Definition
An electric current that flows in only one direction through a circuit. The magnitude of the current may vary over time, but the direction of flow does not reverse. Direct current (DC) is the most common form of unidirectional current, and pulsating DC — current that rises and falls but never reverses — is also unidirectional.
Plain English
Electricity that always moves the same way through a wire, even if it speeds up and slows down.
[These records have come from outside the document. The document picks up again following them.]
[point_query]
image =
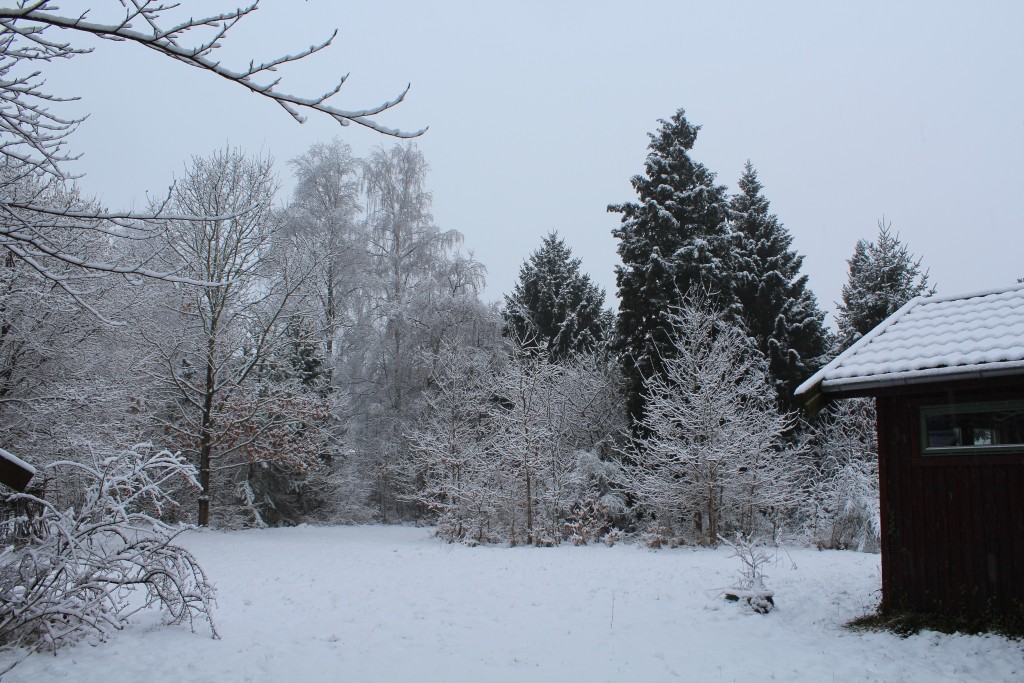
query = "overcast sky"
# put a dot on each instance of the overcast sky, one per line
(539, 115)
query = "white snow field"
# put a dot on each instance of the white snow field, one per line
(391, 603)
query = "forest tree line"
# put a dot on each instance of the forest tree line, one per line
(329, 358)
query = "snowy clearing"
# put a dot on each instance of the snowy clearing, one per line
(388, 603)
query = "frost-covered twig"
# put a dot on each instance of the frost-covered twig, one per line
(750, 591)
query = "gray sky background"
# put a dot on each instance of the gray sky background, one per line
(539, 115)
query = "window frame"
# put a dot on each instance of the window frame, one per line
(926, 412)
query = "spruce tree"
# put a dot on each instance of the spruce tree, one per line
(673, 241)
(554, 307)
(884, 275)
(778, 310)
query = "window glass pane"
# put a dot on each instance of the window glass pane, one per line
(973, 427)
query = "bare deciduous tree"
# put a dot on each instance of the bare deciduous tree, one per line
(34, 134)
(223, 335)
(710, 444)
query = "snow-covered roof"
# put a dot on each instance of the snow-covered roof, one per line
(933, 339)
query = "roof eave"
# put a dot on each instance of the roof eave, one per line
(860, 386)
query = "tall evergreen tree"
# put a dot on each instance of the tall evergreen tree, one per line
(779, 312)
(674, 240)
(884, 275)
(554, 306)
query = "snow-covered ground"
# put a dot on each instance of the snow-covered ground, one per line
(388, 603)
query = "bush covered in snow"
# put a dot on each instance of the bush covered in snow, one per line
(71, 572)
(840, 502)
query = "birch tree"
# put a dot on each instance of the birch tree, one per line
(219, 337)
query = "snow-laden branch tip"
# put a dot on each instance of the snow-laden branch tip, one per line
(31, 20)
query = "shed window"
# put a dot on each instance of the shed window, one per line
(972, 428)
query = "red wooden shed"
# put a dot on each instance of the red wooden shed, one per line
(947, 374)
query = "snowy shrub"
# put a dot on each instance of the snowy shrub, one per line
(750, 591)
(840, 508)
(76, 571)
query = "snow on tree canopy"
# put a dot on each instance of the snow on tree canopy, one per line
(931, 338)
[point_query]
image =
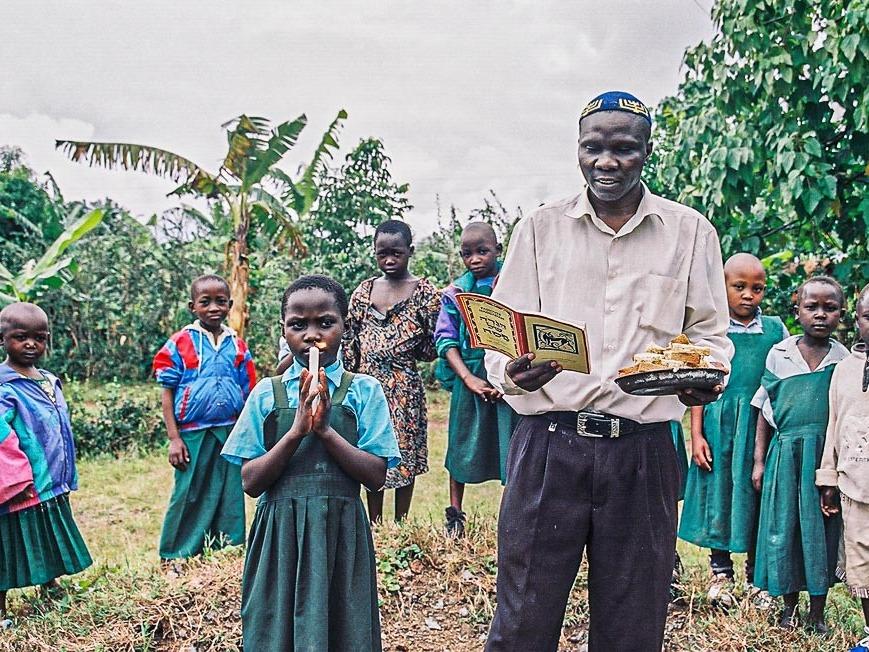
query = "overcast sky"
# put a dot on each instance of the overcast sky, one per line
(466, 96)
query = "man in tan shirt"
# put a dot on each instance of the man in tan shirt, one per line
(591, 467)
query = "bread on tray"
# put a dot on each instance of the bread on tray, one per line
(679, 354)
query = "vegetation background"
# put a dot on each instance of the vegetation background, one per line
(767, 136)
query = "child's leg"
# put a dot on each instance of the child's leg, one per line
(721, 562)
(375, 506)
(403, 496)
(816, 612)
(789, 613)
(457, 493)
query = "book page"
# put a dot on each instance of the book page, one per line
(491, 325)
(550, 339)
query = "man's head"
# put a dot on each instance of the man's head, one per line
(745, 279)
(480, 249)
(615, 132)
(23, 333)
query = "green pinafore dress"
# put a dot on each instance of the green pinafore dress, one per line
(720, 509)
(796, 545)
(309, 575)
(479, 432)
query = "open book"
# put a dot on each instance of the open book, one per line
(495, 326)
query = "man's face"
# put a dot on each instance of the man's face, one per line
(613, 147)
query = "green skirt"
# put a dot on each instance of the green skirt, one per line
(39, 544)
(207, 503)
(720, 509)
(681, 454)
(797, 546)
(309, 577)
(479, 433)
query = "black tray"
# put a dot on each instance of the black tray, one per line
(668, 381)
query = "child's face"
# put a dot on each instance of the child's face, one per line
(392, 254)
(25, 341)
(746, 285)
(863, 319)
(312, 318)
(480, 252)
(819, 310)
(210, 304)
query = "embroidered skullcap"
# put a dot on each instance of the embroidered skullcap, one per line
(617, 101)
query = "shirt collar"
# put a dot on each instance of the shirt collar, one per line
(583, 209)
(792, 352)
(755, 320)
(333, 372)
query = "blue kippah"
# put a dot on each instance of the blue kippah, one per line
(617, 101)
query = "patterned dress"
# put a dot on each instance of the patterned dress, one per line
(388, 348)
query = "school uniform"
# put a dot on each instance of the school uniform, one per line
(845, 465)
(309, 576)
(720, 510)
(479, 431)
(796, 545)
(572, 486)
(211, 378)
(39, 539)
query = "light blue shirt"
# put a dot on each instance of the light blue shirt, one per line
(365, 398)
(754, 327)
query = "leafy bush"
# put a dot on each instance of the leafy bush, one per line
(114, 418)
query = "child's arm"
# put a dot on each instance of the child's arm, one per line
(761, 444)
(476, 385)
(258, 474)
(360, 465)
(827, 477)
(700, 451)
(179, 456)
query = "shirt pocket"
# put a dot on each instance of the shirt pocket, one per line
(663, 304)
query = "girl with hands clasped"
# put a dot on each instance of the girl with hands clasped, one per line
(305, 445)
(796, 545)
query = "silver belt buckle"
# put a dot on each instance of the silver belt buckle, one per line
(582, 419)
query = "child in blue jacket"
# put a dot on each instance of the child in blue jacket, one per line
(206, 372)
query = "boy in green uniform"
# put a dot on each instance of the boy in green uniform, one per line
(720, 510)
(480, 422)
(796, 545)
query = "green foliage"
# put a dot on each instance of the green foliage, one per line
(767, 136)
(30, 217)
(131, 292)
(257, 203)
(437, 255)
(353, 201)
(53, 268)
(114, 418)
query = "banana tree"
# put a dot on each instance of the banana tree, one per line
(257, 195)
(53, 268)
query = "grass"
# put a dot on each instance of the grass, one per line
(436, 594)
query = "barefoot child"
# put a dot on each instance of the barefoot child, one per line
(206, 372)
(796, 544)
(480, 423)
(845, 465)
(720, 510)
(39, 540)
(309, 575)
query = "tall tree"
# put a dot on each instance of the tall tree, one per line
(767, 135)
(257, 196)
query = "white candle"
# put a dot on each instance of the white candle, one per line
(314, 369)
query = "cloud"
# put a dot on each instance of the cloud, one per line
(466, 96)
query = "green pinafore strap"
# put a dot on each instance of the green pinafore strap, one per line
(799, 403)
(311, 471)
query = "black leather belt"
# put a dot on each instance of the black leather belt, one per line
(598, 424)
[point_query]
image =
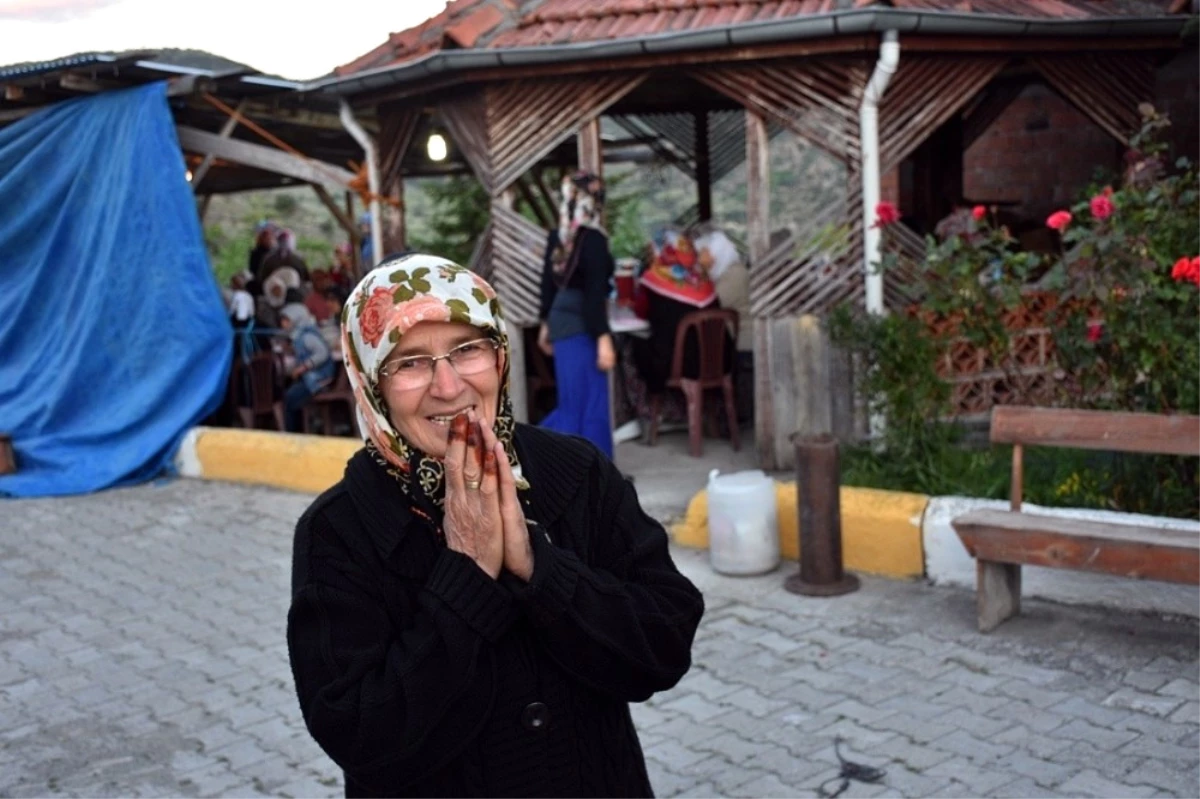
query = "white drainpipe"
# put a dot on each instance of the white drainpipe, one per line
(372, 156)
(869, 130)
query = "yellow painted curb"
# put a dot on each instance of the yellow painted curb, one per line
(309, 463)
(880, 529)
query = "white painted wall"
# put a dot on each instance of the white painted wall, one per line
(187, 462)
(948, 563)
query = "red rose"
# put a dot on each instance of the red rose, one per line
(1102, 206)
(1186, 269)
(375, 316)
(1059, 221)
(886, 214)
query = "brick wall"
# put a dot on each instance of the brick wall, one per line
(1038, 155)
(1043, 151)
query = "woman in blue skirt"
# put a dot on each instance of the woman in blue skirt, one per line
(575, 313)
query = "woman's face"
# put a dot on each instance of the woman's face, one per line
(423, 415)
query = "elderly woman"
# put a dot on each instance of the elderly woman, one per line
(477, 601)
(313, 361)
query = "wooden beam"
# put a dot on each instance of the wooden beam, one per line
(869, 43)
(703, 168)
(331, 204)
(72, 82)
(189, 84)
(226, 132)
(263, 157)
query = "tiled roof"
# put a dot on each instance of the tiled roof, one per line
(537, 23)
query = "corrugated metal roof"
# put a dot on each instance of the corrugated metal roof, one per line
(507, 24)
(41, 67)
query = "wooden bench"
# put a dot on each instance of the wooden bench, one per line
(1001, 541)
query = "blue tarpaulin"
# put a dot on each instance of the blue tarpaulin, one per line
(113, 335)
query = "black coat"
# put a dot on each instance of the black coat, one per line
(423, 677)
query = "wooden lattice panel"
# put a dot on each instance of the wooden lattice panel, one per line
(807, 272)
(466, 118)
(816, 100)
(924, 94)
(1108, 89)
(528, 119)
(517, 246)
(397, 126)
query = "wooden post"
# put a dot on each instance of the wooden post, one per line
(519, 379)
(591, 151)
(759, 240)
(703, 168)
(355, 239)
(394, 217)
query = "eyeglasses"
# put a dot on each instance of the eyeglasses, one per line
(417, 371)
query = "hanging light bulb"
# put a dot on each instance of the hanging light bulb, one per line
(436, 148)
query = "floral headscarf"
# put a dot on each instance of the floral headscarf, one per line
(393, 298)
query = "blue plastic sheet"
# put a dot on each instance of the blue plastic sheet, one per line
(113, 335)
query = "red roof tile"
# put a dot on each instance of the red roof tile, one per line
(534, 23)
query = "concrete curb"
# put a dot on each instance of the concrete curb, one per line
(881, 530)
(309, 463)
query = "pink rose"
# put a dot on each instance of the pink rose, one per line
(421, 308)
(1102, 206)
(375, 316)
(886, 214)
(1059, 221)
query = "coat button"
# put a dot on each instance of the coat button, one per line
(535, 716)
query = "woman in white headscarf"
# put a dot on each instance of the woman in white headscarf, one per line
(477, 601)
(315, 364)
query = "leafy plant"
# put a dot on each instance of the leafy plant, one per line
(1126, 331)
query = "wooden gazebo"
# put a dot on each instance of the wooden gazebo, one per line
(515, 83)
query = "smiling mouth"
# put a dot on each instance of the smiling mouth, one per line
(444, 421)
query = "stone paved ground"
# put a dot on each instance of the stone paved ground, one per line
(142, 654)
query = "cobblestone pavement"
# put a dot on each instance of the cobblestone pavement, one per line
(142, 654)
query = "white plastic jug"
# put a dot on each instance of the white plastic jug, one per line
(743, 523)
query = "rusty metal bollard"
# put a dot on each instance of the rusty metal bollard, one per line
(819, 505)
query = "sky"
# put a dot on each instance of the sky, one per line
(273, 36)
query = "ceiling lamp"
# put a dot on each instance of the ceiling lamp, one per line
(437, 148)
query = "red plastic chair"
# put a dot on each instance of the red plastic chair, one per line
(711, 329)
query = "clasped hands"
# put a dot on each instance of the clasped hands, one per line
(483, 515)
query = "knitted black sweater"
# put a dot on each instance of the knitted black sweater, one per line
(423, 677)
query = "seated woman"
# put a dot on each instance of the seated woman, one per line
(315, 364)
(672, 286)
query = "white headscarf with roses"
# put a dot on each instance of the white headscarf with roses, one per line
(396, 295)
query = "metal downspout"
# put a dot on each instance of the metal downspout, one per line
(372, 155)
(869, 131)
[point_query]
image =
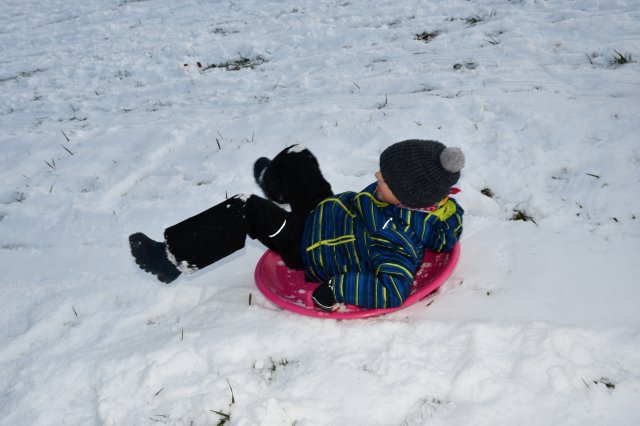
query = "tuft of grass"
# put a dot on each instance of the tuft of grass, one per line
(494, 40)
(236, 65)
(225, 417)
(473, 20)
(605, 381)
(51, 164)
(427, 36)
(382, 105)
(522, 215)
(487, 192)
(620, 58)
(476, 19)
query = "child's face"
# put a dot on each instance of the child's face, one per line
(384, 193)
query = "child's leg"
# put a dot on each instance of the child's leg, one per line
(294, 177)
(220, 231)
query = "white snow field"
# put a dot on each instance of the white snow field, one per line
(109, 126)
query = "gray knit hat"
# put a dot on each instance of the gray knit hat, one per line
(420, 173)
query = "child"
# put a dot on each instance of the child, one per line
(364, 247)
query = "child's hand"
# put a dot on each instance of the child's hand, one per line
(324, 298)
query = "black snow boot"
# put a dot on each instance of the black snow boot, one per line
(151, 256)
(259, 168)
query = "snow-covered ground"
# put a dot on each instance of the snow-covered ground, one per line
(109, 126)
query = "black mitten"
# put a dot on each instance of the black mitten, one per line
(324, 298)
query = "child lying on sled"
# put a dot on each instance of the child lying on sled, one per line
(364, 247)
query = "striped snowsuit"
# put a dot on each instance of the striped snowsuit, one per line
(370, 250)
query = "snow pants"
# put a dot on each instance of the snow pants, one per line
(293, 177)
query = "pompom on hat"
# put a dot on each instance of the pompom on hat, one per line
(420, 172)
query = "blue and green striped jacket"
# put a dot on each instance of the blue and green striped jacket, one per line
(369, 249)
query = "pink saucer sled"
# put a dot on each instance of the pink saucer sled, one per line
(287, 288)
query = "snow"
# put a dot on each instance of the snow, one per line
(108, 126)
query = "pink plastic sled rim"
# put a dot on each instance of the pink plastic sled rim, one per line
(288, 289)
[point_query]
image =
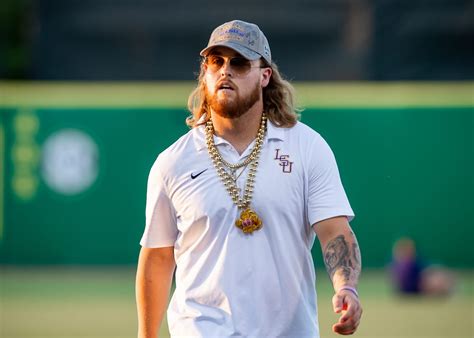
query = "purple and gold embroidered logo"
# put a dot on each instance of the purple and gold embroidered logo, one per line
(284, 161)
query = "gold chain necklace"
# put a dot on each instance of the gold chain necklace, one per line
(248, 221)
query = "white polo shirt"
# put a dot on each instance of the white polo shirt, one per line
(243, 285)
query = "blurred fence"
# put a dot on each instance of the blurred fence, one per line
(310, 40)
(75, 160)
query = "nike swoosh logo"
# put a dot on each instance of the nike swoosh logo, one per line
(194, 176)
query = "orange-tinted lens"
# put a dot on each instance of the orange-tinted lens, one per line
(239, 65)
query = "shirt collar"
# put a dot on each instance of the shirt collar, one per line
(199, 135)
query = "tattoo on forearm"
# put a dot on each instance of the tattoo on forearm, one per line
(342, 258)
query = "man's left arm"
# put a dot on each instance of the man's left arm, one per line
(343, 263)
It never flows backward.
Context Anchor
Seen in aircraft electrical system discussions, especially battery-powered DC circuits and equipment that must be connected with the correct positive and negative sides.
Derivation
From Latin 'unus' meaning 'one' and 'directio' meaning 'a directing or pointing.' Literally 'one-direction current' — the name describes exactly what it does.
Why Pilots Care
Aircraft DC systems depend on unidirectional current to deliver stable power to instruments, lights, and avionics without the reversals that would damage components.
Analogy
Think of water in a hose flowing only toward the nozzle. The flow can get stronger or weaker, but it does not reverse direction.
Intuition Check
Do not read “current” here as “present time” or moving air or water. In this term, current means the flow of electricity, and unidirectional means that electrical flow goes one way only.
Example Sentence 1
The aircraft battery supplies a unidirectional current to the starter motor and avionics bus.
Example Sentence 2
A failed diode allowed bidirectional leakage instead of maintaining unidirectional current through the circuit.